Here’s my take on Mira Mesa and surrounding areas. In short, I think Mira Mesa experienced the majority of its declines already. We’re talking about ~40% off from peak. The question is will we see 45% off peak to trough or 60% and how the remaining 5-15% will play out. We can very well go into a soft landing from here and let inflation eat away the other 5-15%. Right now, mortgage is quite similar to rent, even w/ 0% down. With 20% down, you’re well under the rental rate of the area. If the buying demand doesn’t die down in 3rd and 4th Q, we might be forming a bottom.

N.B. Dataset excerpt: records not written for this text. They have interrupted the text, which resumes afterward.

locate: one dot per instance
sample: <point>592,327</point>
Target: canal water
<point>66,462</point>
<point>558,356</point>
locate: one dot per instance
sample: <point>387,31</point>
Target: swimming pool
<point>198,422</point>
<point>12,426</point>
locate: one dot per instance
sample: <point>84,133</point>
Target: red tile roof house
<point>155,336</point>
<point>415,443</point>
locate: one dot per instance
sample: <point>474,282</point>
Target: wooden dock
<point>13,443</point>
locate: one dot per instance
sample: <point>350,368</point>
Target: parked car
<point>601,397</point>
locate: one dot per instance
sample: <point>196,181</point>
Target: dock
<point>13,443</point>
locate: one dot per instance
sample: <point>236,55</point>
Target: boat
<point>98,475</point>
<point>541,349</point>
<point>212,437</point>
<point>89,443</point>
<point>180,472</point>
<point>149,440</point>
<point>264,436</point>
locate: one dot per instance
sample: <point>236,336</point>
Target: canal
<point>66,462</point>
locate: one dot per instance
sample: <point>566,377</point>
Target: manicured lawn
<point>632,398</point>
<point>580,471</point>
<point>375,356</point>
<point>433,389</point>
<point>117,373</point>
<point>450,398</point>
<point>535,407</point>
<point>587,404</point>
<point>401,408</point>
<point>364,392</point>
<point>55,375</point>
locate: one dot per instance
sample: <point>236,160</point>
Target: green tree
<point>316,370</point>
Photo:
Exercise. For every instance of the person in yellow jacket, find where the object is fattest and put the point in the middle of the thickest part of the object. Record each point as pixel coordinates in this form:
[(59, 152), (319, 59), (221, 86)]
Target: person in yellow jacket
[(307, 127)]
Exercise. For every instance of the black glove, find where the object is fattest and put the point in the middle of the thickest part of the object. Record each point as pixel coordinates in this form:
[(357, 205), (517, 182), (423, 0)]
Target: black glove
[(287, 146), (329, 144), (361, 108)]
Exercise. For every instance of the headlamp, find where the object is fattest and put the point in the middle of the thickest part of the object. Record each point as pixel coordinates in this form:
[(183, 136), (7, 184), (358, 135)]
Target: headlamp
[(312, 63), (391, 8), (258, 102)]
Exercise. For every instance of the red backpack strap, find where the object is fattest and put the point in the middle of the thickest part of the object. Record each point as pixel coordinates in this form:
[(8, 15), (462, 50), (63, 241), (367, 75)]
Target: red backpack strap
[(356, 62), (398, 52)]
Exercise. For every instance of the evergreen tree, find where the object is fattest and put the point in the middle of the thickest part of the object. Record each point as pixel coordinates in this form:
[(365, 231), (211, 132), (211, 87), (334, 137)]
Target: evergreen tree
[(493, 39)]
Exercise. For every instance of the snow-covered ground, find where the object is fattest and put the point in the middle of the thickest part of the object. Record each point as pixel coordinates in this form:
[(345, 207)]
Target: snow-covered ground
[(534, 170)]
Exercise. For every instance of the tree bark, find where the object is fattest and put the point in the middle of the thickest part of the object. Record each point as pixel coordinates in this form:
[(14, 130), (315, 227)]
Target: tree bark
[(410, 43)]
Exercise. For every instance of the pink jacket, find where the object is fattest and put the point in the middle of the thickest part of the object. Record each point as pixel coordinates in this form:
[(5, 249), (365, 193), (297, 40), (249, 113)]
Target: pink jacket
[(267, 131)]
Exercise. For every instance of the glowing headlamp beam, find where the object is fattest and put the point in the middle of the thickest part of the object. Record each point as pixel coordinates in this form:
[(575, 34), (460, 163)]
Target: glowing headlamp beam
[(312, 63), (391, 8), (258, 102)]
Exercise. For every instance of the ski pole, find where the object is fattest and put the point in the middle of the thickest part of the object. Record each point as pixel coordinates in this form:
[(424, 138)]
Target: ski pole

Regarding surrounding areas, like PQ, they didn’t rise as much as MM, but they haven’t fallen as badly as MM either. Based on rent, mortgage is still well above rental price. So if we see rent as a fundamental that we must return to, then these areas still have much further to fall than MM.
The lending standard and requirement of 10-20% down will force a contraction of price as well, just like how it was 10-15 years ago. The priced difference between 1300 sq-ft house in MM, and 1800 sq-ft house in PQ wasn’t that huge, probably around 20%. Right now, the gap is more like 40%. Same with Carmel Valley, in 1998, a 1500 sq-ft house in MM, was around $160k while a 2000 sq-ft house in CV was around $260k, which was a 60% premium. The same 1500 sq-ft house in MM right now have fallen back to around $350k. Add that 60% premium will put the price @ ~$560k. However, they’re listing around $700-$750k right now. Even if MM house doesn’t fall anymore, CV is still 20-25% away from that 60% premium. Like Rustico said, it’s much easier to come up w/ 20% down on a $350k house than $560k house.